Source: Why I Stopped Using CTEs Everywhere in SQL by Namratha Shenoy
The Problem with CTEs
CTEs (Common Table Expressions) appear elegant and modular, but in most SQL engines including Spark SQL, they create significant performance issues because they are not physically materialized. They’re only logical aliases, meaning the query inside a CTE is recomputed every time it’s referenced.

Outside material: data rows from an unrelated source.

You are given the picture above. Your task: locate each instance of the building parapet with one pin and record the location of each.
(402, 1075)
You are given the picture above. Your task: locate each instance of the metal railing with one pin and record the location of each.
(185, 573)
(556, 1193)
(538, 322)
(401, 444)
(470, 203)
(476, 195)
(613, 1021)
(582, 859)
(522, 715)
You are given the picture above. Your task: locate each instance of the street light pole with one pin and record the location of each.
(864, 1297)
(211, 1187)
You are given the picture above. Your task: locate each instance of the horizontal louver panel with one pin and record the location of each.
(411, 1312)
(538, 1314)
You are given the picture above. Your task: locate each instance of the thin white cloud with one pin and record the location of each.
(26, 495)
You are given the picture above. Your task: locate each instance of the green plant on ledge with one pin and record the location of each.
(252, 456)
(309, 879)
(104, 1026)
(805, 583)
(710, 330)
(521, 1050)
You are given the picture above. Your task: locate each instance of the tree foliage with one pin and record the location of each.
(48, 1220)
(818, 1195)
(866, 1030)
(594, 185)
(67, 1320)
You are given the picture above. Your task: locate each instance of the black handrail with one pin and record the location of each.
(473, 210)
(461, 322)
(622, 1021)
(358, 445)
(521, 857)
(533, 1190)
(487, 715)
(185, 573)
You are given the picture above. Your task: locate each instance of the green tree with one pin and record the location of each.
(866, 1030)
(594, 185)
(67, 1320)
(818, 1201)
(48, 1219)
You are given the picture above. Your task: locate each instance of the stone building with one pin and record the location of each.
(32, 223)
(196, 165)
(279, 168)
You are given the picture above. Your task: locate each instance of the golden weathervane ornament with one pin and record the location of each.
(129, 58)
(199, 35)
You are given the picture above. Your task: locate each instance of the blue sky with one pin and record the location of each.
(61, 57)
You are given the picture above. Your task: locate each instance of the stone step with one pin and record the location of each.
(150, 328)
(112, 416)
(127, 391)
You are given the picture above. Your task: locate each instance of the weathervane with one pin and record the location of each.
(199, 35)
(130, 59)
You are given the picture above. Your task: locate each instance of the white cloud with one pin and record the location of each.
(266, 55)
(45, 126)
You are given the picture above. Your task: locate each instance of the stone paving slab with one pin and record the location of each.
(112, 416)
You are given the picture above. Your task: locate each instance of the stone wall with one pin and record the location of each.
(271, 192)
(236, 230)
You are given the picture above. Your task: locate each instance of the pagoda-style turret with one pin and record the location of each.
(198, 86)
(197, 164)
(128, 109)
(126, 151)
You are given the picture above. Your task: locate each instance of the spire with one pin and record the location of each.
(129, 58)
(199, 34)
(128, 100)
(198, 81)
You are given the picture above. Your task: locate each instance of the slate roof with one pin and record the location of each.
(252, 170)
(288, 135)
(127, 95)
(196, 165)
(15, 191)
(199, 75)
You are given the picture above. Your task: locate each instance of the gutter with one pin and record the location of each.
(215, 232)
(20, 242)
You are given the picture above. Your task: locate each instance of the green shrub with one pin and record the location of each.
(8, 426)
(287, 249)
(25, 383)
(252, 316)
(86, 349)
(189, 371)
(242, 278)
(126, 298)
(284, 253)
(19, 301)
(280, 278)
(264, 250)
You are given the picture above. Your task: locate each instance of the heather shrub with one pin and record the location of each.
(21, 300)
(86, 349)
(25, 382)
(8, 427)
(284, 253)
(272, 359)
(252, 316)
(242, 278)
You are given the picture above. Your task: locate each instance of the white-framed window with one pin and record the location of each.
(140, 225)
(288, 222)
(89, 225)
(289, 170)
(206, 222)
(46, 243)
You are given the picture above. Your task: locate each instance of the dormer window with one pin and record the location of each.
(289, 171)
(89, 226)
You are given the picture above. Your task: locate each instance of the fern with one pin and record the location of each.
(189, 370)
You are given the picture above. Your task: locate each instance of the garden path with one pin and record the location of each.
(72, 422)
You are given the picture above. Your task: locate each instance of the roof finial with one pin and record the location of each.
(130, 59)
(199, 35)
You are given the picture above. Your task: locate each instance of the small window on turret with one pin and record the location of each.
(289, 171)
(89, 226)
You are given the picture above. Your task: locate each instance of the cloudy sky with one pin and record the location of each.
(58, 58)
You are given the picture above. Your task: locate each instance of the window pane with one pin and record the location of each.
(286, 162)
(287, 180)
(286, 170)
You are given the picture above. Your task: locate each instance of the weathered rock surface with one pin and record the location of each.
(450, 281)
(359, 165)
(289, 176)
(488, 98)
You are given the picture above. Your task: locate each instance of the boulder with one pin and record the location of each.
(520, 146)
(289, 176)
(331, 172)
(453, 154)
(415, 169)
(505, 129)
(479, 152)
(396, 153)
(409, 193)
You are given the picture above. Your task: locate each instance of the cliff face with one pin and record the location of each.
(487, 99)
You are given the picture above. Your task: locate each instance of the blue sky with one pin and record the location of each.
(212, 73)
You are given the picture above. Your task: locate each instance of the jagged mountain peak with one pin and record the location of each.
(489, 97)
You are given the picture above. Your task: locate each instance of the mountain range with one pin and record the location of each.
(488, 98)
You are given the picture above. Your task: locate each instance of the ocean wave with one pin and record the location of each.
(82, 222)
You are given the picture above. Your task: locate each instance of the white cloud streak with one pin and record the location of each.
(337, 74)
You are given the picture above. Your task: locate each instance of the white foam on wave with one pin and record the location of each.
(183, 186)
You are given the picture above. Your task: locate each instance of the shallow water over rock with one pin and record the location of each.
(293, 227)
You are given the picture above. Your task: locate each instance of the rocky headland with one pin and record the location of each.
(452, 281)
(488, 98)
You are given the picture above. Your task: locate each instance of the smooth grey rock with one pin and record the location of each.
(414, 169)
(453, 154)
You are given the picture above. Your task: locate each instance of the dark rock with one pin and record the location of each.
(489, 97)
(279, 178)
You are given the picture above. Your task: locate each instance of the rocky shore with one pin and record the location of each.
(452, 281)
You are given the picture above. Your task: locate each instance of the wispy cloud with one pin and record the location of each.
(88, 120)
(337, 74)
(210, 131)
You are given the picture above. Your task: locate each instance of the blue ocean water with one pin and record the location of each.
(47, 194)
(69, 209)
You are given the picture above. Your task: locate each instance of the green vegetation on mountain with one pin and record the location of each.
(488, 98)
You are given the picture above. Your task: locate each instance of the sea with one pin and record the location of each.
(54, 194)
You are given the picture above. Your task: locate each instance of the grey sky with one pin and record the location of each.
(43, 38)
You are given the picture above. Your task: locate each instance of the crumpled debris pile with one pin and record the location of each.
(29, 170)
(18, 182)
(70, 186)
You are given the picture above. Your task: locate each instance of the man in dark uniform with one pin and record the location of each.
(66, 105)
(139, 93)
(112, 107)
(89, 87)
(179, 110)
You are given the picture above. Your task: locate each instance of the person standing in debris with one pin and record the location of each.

Why This Hurts Performance
When you reference the same CTE multiple times in a query, Spark re-runs that subquery repeatedly, leading to:
- Increased computation overhead
- Redundant data scanning
- Higher shuffle and I/O costs
Example of problematic pattern:
WITH active_users AS (
SELECT user_id
FROM events
WHERE event_type = 'login'
)
SELECT COUNT(*) FROM active_users; -- computed once
SELECT AVG(session_time) FROM active_users; -- computed again!The active_users CTE executes twice - once for each reference.
Better Alternatives
1. Temporary Views - Logical Breakpoints
Temp views provide the same modularity as CTEs but are reusable across multiple queries in the same session:
CREATE OR REPLACE TEMP VIEW active_users AS
SELECT user_id
FROM events
WHERE event_type = 'login';Characteristics:
- Logical only (not physically stored)
- Reusable across queries in same Spark session
- Perfect for breaking large transformations into steps
- Not cached unless explicitly cached
2. Temporary Tables - Physical Snapshots
For intermediate results that need to persist physically:
CREATE OR REPLACE TEMPORARY TABLE active_users AS
SELECT user_id
FROM events
WHERE event_type = 'login';Use when you need:
- Materialized snapshot to avoid recomputation
- Ability to inspect intermediate data
- Debugging or comparing runs
3. Cache Tables - For High Reuse
When using the same data repeatedly:
CACHE TABLE active_users;Spark stores it in memory (or disk), making subsequent queries significantly faster by skipping recomputation entirely.
Handling Data Changes
Important consideration: If underlying data changes frequently, cached views hold a snapshot and won’t update automatically, leading to stale data.
Solutions:
- Manual refresh:
UNCACHE TABLE active_users;
CACHE TABLE active_users;- Lazy cache with refresh:
CACHE LAZY TABLE active_users;
REFRESH TABLE active_users;- Don’t cache if data changes too frequently - Spark’s optimizer handles recomputation efficiently
Decision Matrix
| Use Case | Recommended Approach | Reason |
|---|---|---|
| Logic clarity & readability | CTEs | Simple, single-use transformations |
| Reusable intermediate layers | Temp Views | Multiple references, same session |
| Physical inspection needed | Temp Tables | Debugging, materialized results |
| Stable, frequently accessed data | Cache Tables | Performance optimization |
| Frequently changing data | No caching | Avoid stale data issues |
Key Takeaway
CTEs are excellent for readability but not for performance in distributed systems. Understanding what gets recomputed, cached, or materialized can save hours of processing time in production pipelines.
Rule of thumb: Use CTEs for logic clarity, not for performance optimization.